Model Development: AI End-to-End Series (Part — 3)
By Hiren Rupchandani, Abhinav Jangir, and Ashish Lepcha
In our previous article, we saw how to preprocess our image data using several different techniques. Now it is time to build a model using this pre-processed data. So, let’s get started:
The Dataset
We are going to classify whether a person is wearing a mask or not based on the input image which is the face of a person. The dataset contains two types of images — People wearing a face mask and people not wearing a face mask. Let’s take a glimpse of images in both the classes:
Data Pre-processing
Data Augmentation
- We are doing data augmentation by randomly applying various features.

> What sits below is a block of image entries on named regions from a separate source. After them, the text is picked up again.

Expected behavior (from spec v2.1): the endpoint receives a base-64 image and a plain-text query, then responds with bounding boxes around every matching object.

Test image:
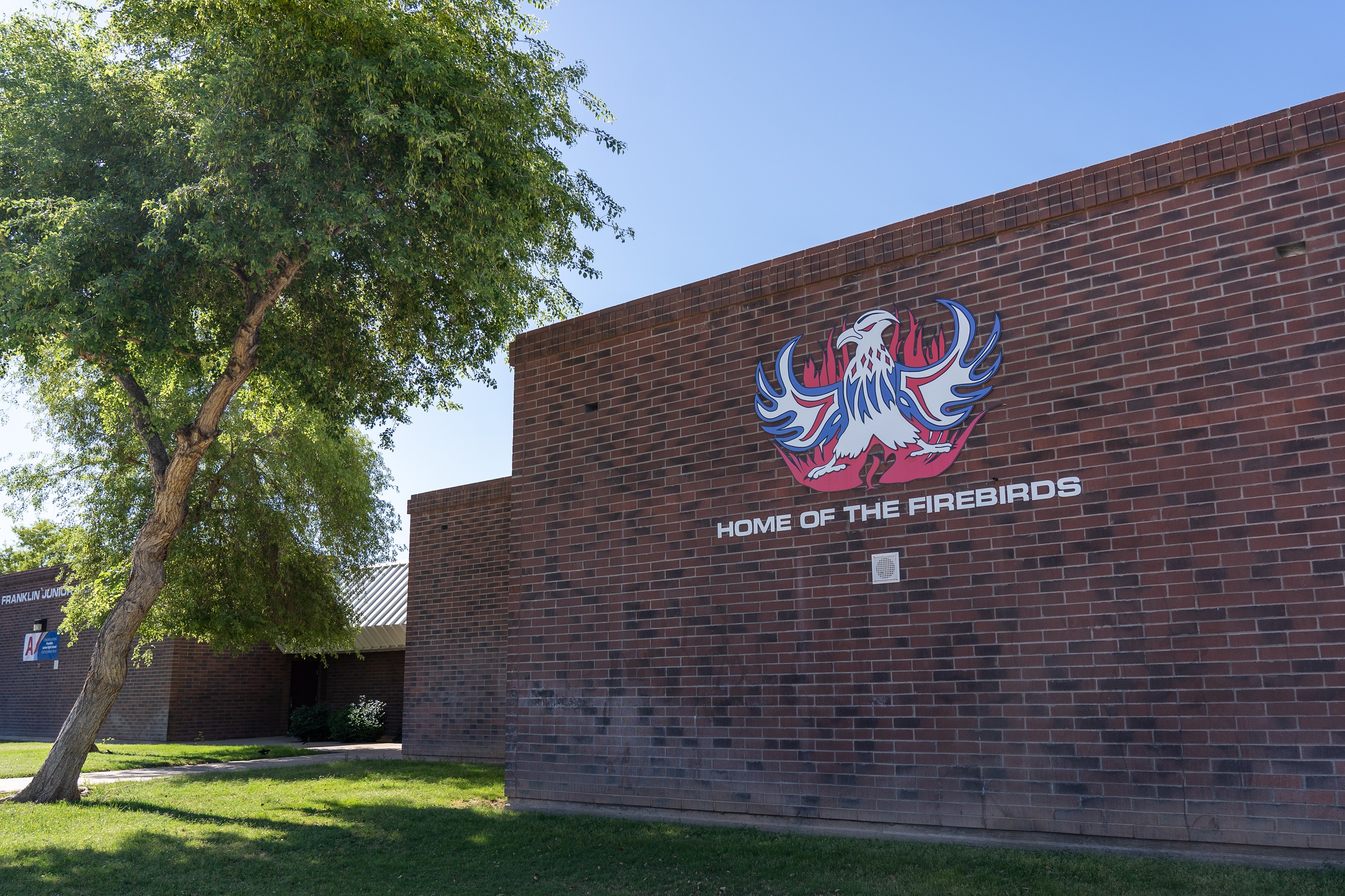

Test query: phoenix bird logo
[756,299,1002,491]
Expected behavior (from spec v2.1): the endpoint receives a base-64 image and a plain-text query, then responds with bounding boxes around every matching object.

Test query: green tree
[0,352,397,654]
[0,519,75,574]
[0,0,624,800]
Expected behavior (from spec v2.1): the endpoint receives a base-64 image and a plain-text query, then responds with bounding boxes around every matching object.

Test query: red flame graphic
[776,305,986,491]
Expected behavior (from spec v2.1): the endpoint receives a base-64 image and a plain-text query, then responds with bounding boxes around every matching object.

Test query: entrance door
[289,659,323,709]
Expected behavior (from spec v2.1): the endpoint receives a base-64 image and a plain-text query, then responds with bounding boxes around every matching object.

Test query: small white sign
[869,553,901,585]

- This increases the diversity of data available for training models, without actually collecting new data
- Some of the common Data Augmentation filters are :
- Random Rotation
- Horizontal Shift
- Vertical Shift
- Random Fliping
- Shearing
- Random Zooming
Model Building
- Our Model consists of 3 convolutional layers followed by Max Pooling Layers and dropout.
- There is a fully connected layer with 128 units after convolutional that is activated by a ReLU activation function.
- Here we are using Binary Cross-Entropy loss with an ADAM optimizer for our binary classification problem.
- According to the model summary, there are 6,446,369 trainable parameters.
- The training/validation loss and accuracy graphs for the model is as follows:
Using Transfer Learning
- Another way to build a model can be using transfer learning. But what is it? It is like learning to ride a bicycle and taking that experience to learn a bike/scooter.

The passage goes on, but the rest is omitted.